Wegen seiner weiten Verbreitung in großen Teilen Südostasiens hat die Weltnaturschutzunion IUCN den Netzpython bisher zwar nicht auf die Rote Liste der bedrohten Arten aufgenommen. Allerdings weiß niemand so genau, wie groß die Populationen tatsächlich sind und ob sie nicht vielleicht bedenklich schrumpfen. "In einigen Regionen gibt es bereits Hinweise darauf", sagt der UFZ-Forscher. So kämpfen die Reisbauern auf Java mit einer starken Zunahme von Nagetieren. Immer mehr Ratten fallen in die Plantagen ein, weil deren natürliche Feinde wie Pythons, Speikobras und Rattennattern seltener geworden sind. Und im Westen Borneos mussten die Händler bereits Ende der 1990er Jahre ihre Fanggebiete vergrößern, um ihre jährliche Fangquote zu erreichen.

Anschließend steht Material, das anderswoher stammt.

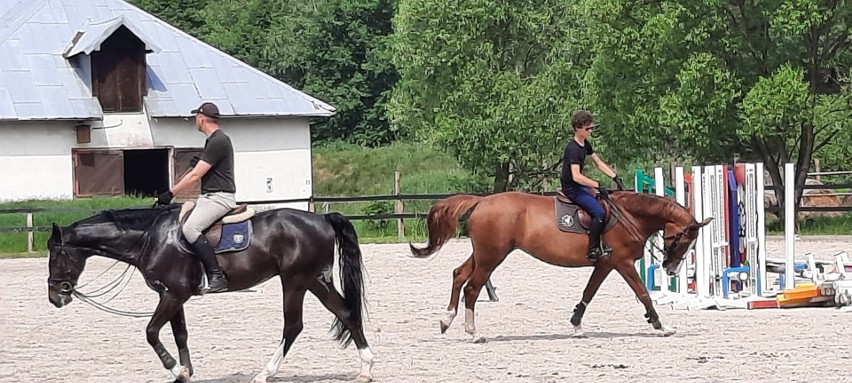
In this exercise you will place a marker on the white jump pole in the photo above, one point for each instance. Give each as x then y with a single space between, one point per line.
789 222
702 245
660 190
680 197
762 288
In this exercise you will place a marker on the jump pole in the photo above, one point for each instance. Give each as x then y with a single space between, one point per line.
680 197
789 222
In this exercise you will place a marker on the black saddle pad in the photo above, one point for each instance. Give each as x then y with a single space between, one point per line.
568 217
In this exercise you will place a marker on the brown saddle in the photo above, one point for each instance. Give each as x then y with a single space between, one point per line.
214 232
571 218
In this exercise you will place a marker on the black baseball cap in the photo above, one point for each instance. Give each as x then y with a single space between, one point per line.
208 109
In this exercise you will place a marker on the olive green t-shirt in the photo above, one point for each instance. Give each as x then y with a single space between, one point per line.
219 153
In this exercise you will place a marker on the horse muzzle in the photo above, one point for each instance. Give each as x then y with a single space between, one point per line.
60 294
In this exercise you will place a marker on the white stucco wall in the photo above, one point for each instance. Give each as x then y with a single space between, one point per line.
35 160
272 157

"Der Häutehandel kann also durchaus Populationen von ökologisch sehr flexiblen Arten dezimieren", betont Mark Auliya. Auch Populationen, die bisher noch gar nicht wissenschaftlich beschrieben sind. Das lässt sich allerdings nur beurteilen, wenn man das Erbgut von Netzpythons aus verschiedenen Regionen untersucht. Genau das ist das Ziel des von Louis Vuitton Moët Hennessy (LVMH) finanzierten Projekts "Population genetics and their forensic applications to the reticulated python (Malayopython reticulatus ssp.) and the Burmese python (Python bivittatus ssp.) involved in the commercial skin trade in Southeast Asia", an dem Mark Auliya und seine Kollegen seit knapp drei Jahren arbeiten.

Mit genetischen Tests auf der Spur von Handelswegen

Die erste Herausforderung war dabei, Gewebeproben von Pythons verschiedener Herkunft zusammenzutragen. Das ist eine aufwendige Angelegenheit, zumal auch Wissenschaftler für die Arbeit mit CITES-Arten Genehmigungen brauchen. Etwa 140 Proben sind über Museen, Züchter, Händler, Tierärzte und Freilandforscher bereits zusammengekommen, aus denen die Forscher DNA extrahieren konnten. Konzentriert haben sie sich dabei zunächst auf einen Abschnitt im Erbgut der Mitochondrien, die in den Zellen für die Energiegewinnung zuständig sind. Diese Sequenz enthält Informationen für die Bildung von Cytochrom b, einem Protein, dessen Gene den Wissenschaftlern Informationen zu genetischen Unterschieden zwischen verschiedenen Python-Populationen liefern.

In etlichen Fällen gibt es bereits interessante Ergebnisse. "Wir sehen zum Beispiel ganz klare Unterschiede zwischen Tieren von den Philippinen und solchen von den Großen Sundainseln Borneo, Sumatra und Java, die zuvor so nicht bekannt waren", berichtet Mark Auliya. Zudem lassen sich mit anderen Methoden, zum Beispiel der Mikrosatellitenanalyse, wohl auch Pythons aus Borneo von ihren Verwandten aus Singapur und dem angrenzenden West-Malaysia unterscheiden. Und auch die Population auf den östlichen Molukken scheint ihre genetischen Eigenarten zu haben.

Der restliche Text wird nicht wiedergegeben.